In the course of pursuing public office, the agrarian failures of the 1920s prompted Hitler to further explain the “true” meaning of Point 17 (land reform, legal land expropriation for public utility, abolishment of the land value tax, and proscription of land speculation), in the hope of winning the farmers’ votes in the May 1928 elections. Hitler disguised the implicit contradictions of Point 17 of the National Socialist Program, by explaining that “gratuitous expropriation concerns only the creation of legal opportunities, to expropriate, if necessary, land which has been illegally acquired, or is not administered from the view-point of the national welfare. This is directed primarily against the Jewish land-speculation companies”.

Moreover, throughout the 1920s, other members of the NSDAP, seeking ideologic consistency, sought either to change or to replace the National Socialist Program. In 1924, the economist Gottfried Feder proposed a 39-point program retaining some original policies and introducing new policies. Hitler suppressed every instance of programatic change, by refusing to broach the matters after 1925, because the National Socialist Program was “inviolable”, hence immutable. Simultaneously, however, he did not publicly support it; in his political biography, Mein Kampf (1925, 1926), Hitler only mentions it as “the so-called program of the movement”.

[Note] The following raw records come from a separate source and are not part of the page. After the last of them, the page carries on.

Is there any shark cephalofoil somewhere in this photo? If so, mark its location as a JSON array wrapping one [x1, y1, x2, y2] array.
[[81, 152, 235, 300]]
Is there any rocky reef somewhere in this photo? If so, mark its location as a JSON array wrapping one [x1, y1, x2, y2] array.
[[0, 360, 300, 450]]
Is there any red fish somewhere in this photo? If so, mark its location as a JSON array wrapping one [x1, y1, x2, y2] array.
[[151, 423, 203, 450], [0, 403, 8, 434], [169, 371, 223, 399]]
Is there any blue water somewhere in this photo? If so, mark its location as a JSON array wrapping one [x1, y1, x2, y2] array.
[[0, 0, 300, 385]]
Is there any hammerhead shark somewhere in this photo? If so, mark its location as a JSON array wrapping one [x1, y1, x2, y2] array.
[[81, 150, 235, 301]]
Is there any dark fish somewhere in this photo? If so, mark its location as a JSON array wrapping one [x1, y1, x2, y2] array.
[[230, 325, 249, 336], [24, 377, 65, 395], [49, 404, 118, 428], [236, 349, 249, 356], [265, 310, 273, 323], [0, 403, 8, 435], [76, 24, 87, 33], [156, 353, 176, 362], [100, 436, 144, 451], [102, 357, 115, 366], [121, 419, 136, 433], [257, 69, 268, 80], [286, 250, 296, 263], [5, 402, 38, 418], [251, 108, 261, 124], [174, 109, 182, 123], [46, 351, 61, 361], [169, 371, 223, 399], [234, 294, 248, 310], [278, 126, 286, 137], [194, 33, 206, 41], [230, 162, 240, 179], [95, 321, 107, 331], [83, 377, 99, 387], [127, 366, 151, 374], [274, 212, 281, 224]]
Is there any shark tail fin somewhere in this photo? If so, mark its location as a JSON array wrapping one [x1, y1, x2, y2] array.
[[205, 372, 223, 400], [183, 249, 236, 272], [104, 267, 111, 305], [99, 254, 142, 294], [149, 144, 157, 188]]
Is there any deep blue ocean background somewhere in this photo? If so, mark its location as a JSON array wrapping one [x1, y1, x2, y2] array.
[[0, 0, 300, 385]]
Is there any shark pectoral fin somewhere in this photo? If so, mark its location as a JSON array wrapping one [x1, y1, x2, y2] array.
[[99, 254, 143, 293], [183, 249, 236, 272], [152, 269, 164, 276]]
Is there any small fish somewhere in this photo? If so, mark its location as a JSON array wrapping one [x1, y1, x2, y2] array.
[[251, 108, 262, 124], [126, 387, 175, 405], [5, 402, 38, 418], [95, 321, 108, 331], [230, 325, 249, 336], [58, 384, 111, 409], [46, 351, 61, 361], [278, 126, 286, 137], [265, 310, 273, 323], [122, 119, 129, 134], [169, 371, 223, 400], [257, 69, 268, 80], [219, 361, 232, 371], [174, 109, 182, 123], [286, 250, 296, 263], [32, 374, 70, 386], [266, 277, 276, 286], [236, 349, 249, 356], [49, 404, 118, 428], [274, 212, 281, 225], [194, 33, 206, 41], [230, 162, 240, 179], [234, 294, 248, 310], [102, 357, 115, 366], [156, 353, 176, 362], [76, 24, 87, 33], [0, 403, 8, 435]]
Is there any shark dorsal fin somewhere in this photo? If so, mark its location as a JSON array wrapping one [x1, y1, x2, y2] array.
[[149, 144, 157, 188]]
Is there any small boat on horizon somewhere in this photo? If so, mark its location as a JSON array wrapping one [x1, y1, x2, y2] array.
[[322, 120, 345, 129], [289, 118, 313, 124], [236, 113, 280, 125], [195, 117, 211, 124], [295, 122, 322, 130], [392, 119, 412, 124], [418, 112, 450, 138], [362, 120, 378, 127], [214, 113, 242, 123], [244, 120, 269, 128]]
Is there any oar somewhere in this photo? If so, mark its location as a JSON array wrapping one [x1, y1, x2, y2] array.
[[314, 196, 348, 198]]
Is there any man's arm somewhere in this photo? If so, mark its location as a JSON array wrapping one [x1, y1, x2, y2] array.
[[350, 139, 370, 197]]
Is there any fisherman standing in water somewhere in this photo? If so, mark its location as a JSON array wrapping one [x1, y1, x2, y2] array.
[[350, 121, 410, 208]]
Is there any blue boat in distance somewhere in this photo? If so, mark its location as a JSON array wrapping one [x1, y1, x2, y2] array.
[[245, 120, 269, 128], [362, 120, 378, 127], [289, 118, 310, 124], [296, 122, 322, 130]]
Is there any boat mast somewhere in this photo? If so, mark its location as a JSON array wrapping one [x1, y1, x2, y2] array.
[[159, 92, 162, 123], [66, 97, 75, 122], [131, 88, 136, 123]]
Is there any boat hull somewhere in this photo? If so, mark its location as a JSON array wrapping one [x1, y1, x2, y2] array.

The historian Henry A. Turner proposes that many of the Program’s policies for economic reform, pro-labour legislation, and popular democratic politics, contradicted Adolf Hitler’s basis of his dictatorial ambition. That the land reform and anti-trust legislation especially threatened the financial interests of the businessmen whom Hitler courted for political campaign money. Because he could not safely discard the National Socialist Program of the Nazi Party — without provoking voter mutinies — Adolf Hitler, by force of personality, definitively closed all such ideologic discussion.